For Gaussian conditional paths with x = alpha_t z + beta_t epsilon, the denoising-score-matching target simplifies:

  • predict the noise scaled by 1 / beta_t, or equivalently predict epsilon after appropriate reweighting.

Concrete training procedure:

  1. sample z and epsilon,
  2. form x = alpha_t z + beta_t epsilon,
  3. input (t, x) to the score network, and
  4. regress the network output to the appropriate scaled-noise term.

This is the canonical denoising objective used in many diffusion implementations — the method learns to predict the corruption noise that turned z into x.

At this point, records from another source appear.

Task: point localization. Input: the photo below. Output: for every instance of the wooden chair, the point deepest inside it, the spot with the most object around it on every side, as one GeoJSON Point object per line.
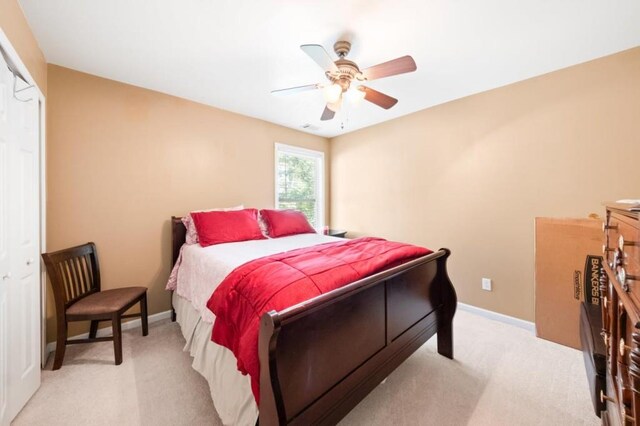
{"type": "Point", "coordinates": [75, 278]}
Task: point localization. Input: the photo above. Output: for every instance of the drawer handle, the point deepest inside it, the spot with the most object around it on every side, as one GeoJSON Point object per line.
{"type": "Point", "coordinates": [604, 397]}
{"type": "Point", "coordinates": [622, 243]}
{"type": "Point", "coordinates": [625, 415]}
{"type": "Point", "coordinates": [622, 347]}
{"type": "Point", "coordinates": [606, 249]}
{"type": "Point", "coordinates": [624, 278]}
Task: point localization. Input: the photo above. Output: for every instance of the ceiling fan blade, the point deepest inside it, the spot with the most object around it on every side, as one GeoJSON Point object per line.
{"type": "Point", "coordinates": [320, 56]}
{"type": "Point", "coordinates": [327, 114]}
{"type": "Point", "coordinates": [378, 98]}
{"type": "Point", "coordinates": [297, 89]}
{"type": "Point", "coordinates": [387, 69]}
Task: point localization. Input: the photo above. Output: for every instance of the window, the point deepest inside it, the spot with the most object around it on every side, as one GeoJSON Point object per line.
{"type": "Point", "coordinates": [300, 182]}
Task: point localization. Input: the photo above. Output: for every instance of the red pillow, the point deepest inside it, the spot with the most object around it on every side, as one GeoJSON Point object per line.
{"type": "Point", "coordinates": [281, 223]}
{"type": "Point", "coordinates": [217, 227]}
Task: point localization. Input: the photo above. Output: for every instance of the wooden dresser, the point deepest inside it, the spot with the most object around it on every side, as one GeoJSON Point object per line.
{"type": "Point", "coordinates": [620, 293]}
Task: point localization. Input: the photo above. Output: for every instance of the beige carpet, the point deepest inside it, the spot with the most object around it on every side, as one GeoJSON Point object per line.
{"type": "Point", "coordinates": [502, 375]}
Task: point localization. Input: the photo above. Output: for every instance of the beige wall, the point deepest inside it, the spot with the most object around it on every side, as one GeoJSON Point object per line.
{"type": "Point", "coordinates": [121, 160]}
{"type": "Point", "coordinates": [16, 28]}
{"type": "Point", "coordinates": [472, 174]}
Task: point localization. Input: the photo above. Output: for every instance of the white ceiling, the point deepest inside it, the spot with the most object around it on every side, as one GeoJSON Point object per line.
{"type": "Point", "coordinates": [232, 53]}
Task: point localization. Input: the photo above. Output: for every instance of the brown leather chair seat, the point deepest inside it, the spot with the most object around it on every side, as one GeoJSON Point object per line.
{"type": "Point", "coordinates": [106, 302]}
{"type": "Point", "coordinates": [75, 278]}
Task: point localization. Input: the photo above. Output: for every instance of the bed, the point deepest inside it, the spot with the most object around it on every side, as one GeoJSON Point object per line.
{"type": "Point", "coordinates": [319, 358]}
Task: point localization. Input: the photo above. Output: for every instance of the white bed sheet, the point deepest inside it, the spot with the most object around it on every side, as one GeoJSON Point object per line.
{"type": "Point", "coordinates": [230, 390]}
{"type": "Point", "coordinates": [203, 268]}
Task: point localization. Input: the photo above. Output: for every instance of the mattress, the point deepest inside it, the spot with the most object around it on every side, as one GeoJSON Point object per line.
{"type": "Point", "coordinates": [201, 270]}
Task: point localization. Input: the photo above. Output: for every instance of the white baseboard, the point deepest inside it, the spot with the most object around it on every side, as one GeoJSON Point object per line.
{"type": "Point", "coordinates": [108, 331]}
{"type": "Point", "coordinates": [526, 325]}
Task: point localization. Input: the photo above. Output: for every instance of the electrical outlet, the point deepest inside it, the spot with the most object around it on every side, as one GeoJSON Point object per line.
{"type": "Point", "coordinates": [486, 284]}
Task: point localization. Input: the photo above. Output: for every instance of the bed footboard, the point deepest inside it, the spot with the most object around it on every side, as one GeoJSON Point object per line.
{"type": "Point", "coordinates": [320, 358]}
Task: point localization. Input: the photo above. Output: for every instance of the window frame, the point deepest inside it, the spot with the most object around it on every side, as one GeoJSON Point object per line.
{"type": "Point", "coordinates": [318, 156]}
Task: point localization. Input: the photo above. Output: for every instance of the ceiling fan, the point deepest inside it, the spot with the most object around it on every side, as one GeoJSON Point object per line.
{"type": "Point", "coordinates": [343, 72]}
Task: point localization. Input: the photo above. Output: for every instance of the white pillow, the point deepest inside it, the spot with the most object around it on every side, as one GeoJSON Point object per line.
{"type": "Point", "coordinates": [191, 236]}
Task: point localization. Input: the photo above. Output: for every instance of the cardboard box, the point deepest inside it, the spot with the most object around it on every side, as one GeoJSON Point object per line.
{"type": "Point", "coordinates": [568, 259]}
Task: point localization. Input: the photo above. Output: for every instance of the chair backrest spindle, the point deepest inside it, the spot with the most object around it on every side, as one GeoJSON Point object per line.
{"type": "Point", "coordinates": [74, 273]}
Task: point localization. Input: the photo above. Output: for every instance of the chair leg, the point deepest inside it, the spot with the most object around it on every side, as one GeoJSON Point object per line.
{"type": "Point", "coordinates": [117, 338]}
{"type": "Point", "coordinates": [93, 330]}
{"type": "Point", "coordinates": [61, 344]}
{"type": "Point", "coordinates": [143, 315]}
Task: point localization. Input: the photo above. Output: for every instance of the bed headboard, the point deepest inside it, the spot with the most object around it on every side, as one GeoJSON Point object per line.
{"type": "Point", "coordinates": [178, 236]}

Numerical considerations and loss reparameterization for small noise levels

When beta_t is small (times near the final data endpoint), the scaled score target (noise divided by beta_t) can have very large magnitude and variance, causing numerical instability and high-variance gradients.

Practical fixes:

  • reparameterize the network to predict normalized noise (epsilon) directly (noise predictor), or
  • scale the loss with beta_t-dependent weights to stabilize gradients.

These numerical techniques preserve the theoretical equivalence while improving training stability and are standard in diffusion literature.


Relationship between vector-field and score parameterizations and literature context

For the Gaussian (denoising) conditional path both the conditional vector field and the conditional score are affine combinations of z and x with known coefficients, which implies:

  • algebraic convertibility between the vector-field parameterization and the score parameterization.

Consequences and context:

  • For denoising diffusion models one can train in either parameterization and convert the learned mapping post-hoc; early influential systems used score-only training because conversion to vector fields was possible.
  • The literature contains multiple equivalent formulations (discrete-time diffusion, time-reversed SDEs, stochastic interpolants, flow matching) that differ in conventions and numerical choices.
  • Practical implementations select among these formulations based on ease of integration, numerical stability, and sampling efficiency.